Revision of judgment relating to maintenance:

On motion of either party and due notice, and upon a showing of a real, substantial, and unanticipated change of circumstances, the court may from time to time annul, vary or modify a judgment relative to maintenance, whether or not such judgment relative to maintenance is based upon a stipulation or an agreement. (Amended 1971, No. 185 (Adj. Sess.), § 181, eff. March 29, 1972; 1981, No. 247 (Adj. Sess.), § 13.) § 758. [emphasis added]

Case Law:

Over and above considerations of finality, requests for relief based on allegations the agreement is unconscionable are sparingly granted because of the court’s assumption that an agreement reached by the parties is preferable to one imposed by the courts. This policy is manifest in Vermont’s strict standard for setting aside “separation agreements” even before the final divorce judgment is entered. Putnam v. Putnam, 166 Vt. 108, 115, 689 A.2d 446, 450 (1996).
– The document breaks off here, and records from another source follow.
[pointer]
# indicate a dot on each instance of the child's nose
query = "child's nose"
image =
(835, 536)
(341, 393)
The critical inquiry is whether the parties intended the separation agreement to be contingent upon the entry of a judgment – either nisi or absolute – or to be effective from the date the agreement was executed. Pavluvcik v. Sullivan, 495 N.E.2d 869, 872 (Mass. App. Ct. 1986). Although the circumstances surrounding the settlement agreement may be a factor in making this determination, the language of the agreement itself must be examined first and foremost.
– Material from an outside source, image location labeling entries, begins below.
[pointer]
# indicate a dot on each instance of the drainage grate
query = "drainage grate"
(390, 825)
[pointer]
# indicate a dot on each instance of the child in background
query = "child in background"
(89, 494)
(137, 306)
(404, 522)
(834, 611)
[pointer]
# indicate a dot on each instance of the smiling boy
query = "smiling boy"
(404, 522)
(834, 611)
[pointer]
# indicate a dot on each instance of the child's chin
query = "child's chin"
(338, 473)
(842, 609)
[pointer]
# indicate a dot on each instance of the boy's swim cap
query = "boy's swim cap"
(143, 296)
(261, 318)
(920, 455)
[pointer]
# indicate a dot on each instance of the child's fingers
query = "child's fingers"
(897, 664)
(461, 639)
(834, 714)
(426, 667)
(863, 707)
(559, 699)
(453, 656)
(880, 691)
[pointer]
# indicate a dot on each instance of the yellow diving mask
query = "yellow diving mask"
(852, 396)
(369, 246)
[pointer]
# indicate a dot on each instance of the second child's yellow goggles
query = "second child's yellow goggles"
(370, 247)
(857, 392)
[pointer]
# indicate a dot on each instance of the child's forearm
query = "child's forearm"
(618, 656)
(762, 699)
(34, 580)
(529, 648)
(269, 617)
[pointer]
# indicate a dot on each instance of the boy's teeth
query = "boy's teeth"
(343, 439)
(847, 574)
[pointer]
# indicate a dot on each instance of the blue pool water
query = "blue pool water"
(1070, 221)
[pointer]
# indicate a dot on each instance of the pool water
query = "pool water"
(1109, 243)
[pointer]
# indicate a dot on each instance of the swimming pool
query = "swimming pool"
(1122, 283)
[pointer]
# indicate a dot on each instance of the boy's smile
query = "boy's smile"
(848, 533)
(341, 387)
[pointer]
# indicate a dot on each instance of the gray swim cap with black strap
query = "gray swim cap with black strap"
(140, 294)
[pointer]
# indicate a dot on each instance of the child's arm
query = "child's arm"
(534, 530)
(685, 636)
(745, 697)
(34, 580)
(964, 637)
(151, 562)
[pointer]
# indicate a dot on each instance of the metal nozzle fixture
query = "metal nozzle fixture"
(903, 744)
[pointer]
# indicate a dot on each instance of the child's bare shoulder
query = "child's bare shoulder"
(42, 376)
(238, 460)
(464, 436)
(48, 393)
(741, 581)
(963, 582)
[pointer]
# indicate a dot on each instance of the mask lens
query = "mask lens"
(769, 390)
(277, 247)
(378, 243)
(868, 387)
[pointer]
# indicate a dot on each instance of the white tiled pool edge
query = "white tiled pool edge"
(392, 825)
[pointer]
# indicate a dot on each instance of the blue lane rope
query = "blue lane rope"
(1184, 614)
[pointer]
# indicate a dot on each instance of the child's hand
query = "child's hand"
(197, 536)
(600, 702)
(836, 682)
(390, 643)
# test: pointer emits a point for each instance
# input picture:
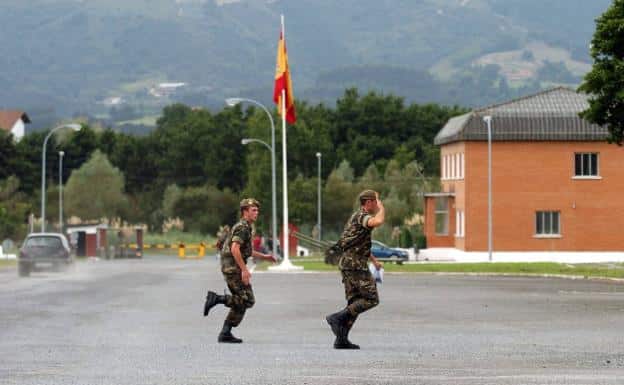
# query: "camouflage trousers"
(240, 300)
(360, 291)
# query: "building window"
(547, 223)
(441, 215)
(459, 224)
(462, 168)
(586, 164)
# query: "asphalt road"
(140, 322)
Absent grounds for modification, pretrial contracts may be set aside only upon a showing of fraud, unconscionable advantage, impossibility of performance, or hampering circumstances intervening beyond the expectation of the agreeing parties. Braine v. Braine, 127 Vt. 211, 214, 243 A.2d 797, 799 (1968). Indeed, the record must demonstrate a compelling reason for the court not to accept the parties’pretrial agreement. Strope v. Strope, 131 Vt. 210, 216, 303 A.2d 805, 809 (1973). The rationale for this approach is rooted in an important policy consideration. It is likely that whatever agreement a couple reaches together will be preferable to that imposed by a court, which is a stranger to the marriage. White v. White, 141 Vt. 499, 502, 450 A.2d 1108, 1109 (1982).

A “pretrial agreement” to distribute property is a contract, which the court can set aside only for ground sufficient to set aside a contract; furthermore, such an agreement is presumed to be fair, formal and binding and will not be lightly set aside.  A party who seeks to overturn an agreement to distribute marital property must show fraud, unconscionable advantage, impossibility of performance, hampering circumstances beyond the expectations of the parties, collusion, or duress. Bendekgey v. Bendekgey, 154 Vt. 193(1990)576 A.2d 433.
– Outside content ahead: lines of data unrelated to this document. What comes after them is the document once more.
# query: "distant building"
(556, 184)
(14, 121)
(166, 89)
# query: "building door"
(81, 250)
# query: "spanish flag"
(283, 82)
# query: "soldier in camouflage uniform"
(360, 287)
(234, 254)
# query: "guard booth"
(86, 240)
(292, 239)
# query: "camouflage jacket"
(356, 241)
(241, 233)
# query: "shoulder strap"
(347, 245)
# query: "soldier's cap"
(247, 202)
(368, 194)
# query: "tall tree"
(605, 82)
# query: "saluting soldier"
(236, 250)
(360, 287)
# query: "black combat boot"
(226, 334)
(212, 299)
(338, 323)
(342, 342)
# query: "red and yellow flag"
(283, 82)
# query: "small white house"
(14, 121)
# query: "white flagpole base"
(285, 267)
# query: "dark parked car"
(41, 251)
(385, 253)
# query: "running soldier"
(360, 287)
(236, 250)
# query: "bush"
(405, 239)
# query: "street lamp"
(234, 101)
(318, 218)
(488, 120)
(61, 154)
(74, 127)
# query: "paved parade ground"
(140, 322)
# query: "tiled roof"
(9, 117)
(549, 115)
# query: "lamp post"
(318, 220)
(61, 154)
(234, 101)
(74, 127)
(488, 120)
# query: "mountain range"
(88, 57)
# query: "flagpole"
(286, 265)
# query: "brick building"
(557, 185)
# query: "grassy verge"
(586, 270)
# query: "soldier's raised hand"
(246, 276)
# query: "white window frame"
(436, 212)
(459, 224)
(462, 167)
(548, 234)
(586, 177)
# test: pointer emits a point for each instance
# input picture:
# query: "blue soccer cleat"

Once the family court adopts a settlement agreement and incorporates it into the divorce order, the agreement becomes part of the judgment of the court and is assailable only through a motion to set aside the judgment. Collateral attacks on the validity of the judgment are thereafter barred under principles of res judicata. V.R.C.P. 60(b). Tudhope v. Riehle, 167 Vt. 174 (1997),704 A.2d 765

Once the family court adopts a settlement agreement and incorporates it into the divorce order, the agreement becomes part of the judgment of the court and is assailable only through a motion to set aside the judgment. Viskup v. Viskup, 149 Vt. 89, 90-91, 539 A.2d 554, 556 (1987). Collateral attacks on the validity of the judgment are thereafter barred under principles of res judicata. Hamilos v. Hamilos, 465 A.2d 445 (Md. 1983). The doctrine of res judicata protects both courts and parties from the burden of repetitive litigation, encourages reliance on judicial decisions, prevents vexatious litigation, and decreases the chances of inconsistent adjudication. Berlin Convalescent Ctr., Inc. v. Stoneman, 159 Vt. 53, 56, 615 A.2d 141, 143-44 (1992).

A family court does not have the authority to annul or modify child support payments retroactively, and a parent may not waive such payments on behalf of the dependent children. As we have explained, “such payments are made for the support, maintenance and education of the minor children,” and “as such, [a parent] may not be found to have waived her child’s right to receive support.” Lyon v. Lyon, 143 Vt. 458, 462, 466 A.2d 1186, 1189 (1983).